One way of implementing this is to flush everything to memory when there is a volatile write. Another way would be to figure out what you wrote since the last time you did a flush, and just flush that.

There are even ways in which there might be *no* flushes. If a volatile variable is confined to a single thread, it won't set up any happens-before relationships with other threads, so you just don't need the flushes at all.

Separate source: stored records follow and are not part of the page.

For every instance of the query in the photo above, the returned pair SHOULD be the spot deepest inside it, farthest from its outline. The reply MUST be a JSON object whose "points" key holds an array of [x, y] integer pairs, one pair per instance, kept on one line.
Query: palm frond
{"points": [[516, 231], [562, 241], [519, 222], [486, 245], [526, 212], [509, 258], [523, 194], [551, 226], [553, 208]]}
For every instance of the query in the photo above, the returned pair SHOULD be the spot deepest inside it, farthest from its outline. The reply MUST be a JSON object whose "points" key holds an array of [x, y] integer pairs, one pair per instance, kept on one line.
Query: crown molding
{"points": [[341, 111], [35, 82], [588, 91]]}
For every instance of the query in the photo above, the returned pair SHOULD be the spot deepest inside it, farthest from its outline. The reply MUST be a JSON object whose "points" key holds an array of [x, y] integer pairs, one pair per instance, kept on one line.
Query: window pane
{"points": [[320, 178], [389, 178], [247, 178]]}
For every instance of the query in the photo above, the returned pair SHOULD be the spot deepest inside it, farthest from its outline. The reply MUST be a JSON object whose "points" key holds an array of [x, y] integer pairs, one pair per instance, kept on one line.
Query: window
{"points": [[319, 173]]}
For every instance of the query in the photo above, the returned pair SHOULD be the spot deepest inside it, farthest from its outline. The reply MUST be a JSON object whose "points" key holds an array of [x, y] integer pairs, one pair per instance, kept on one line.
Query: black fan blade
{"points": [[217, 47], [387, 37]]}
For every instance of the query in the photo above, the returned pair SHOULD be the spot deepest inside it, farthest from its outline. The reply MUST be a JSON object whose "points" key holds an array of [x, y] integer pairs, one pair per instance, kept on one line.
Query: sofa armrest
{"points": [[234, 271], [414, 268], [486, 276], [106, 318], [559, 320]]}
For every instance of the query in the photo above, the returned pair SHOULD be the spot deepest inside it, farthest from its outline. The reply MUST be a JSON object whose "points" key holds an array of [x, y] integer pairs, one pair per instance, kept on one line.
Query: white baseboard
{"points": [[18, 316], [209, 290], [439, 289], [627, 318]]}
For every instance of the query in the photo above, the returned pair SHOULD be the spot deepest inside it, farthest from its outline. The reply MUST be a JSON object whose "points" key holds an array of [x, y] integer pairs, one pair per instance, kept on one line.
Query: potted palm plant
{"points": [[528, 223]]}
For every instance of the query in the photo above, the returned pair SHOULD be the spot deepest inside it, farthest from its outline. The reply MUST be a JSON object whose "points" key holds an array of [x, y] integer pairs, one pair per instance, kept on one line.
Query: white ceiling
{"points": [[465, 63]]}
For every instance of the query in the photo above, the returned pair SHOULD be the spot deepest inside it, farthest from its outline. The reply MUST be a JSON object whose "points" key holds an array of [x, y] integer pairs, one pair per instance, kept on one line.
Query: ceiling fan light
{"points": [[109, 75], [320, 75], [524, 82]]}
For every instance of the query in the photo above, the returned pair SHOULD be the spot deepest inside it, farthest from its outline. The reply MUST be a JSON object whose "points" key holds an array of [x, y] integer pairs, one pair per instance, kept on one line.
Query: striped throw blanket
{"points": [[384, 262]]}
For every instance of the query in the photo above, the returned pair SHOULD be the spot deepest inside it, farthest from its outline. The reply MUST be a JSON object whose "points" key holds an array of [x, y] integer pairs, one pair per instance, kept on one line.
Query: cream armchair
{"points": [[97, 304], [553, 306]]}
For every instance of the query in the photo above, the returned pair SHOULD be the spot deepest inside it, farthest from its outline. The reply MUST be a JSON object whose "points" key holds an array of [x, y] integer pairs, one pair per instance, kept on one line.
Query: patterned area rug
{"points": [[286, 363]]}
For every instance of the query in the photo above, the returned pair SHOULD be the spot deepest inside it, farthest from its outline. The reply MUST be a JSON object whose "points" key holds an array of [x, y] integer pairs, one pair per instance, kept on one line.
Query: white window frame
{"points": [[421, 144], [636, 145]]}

That said, if you are looking for implementation strategies, then the JSR-133 cookbook document is useful.

Pushparaj said...

@Jermy

But it should flush all writes which are transitive in relation(happens-before) to write of volatile variable assuming some other thread reads this volatile variable.

For ex:
y is volatile but not x
x=10;
y=30;

another thread which reads y should see x as 10;

Jeremy Manson said...

Again, don't mix up happens-before with the notion of a flush. Consider this code:

Thread 1:
x = 10;
y = 30;

Thread 2:
r1 = y
// thread termination

The compiler could decide not even to execute that read. And then figure out that there are no reads after it for which you need to guarantee happens-before. And then decide that the write to y is thread-local, and not perform any flushing.

As long as the semantics are faithfully observed, there may be a mflush, there may not be a mflush.

That said, a volatile write followed by a volatile read of the same variable will produce a happens-before relationship, and provide the kinds of visibility guarantees you are asking about.

Pushparaj said...

Does sequential consistency is achieved by happens-before semantics alone or along some other constructs in JMM

Jeremy Manson said...

@pushparaj

Sequential consistency is only guaranteed for volatile field accesses. It is not guaranteed by happens-before semantics.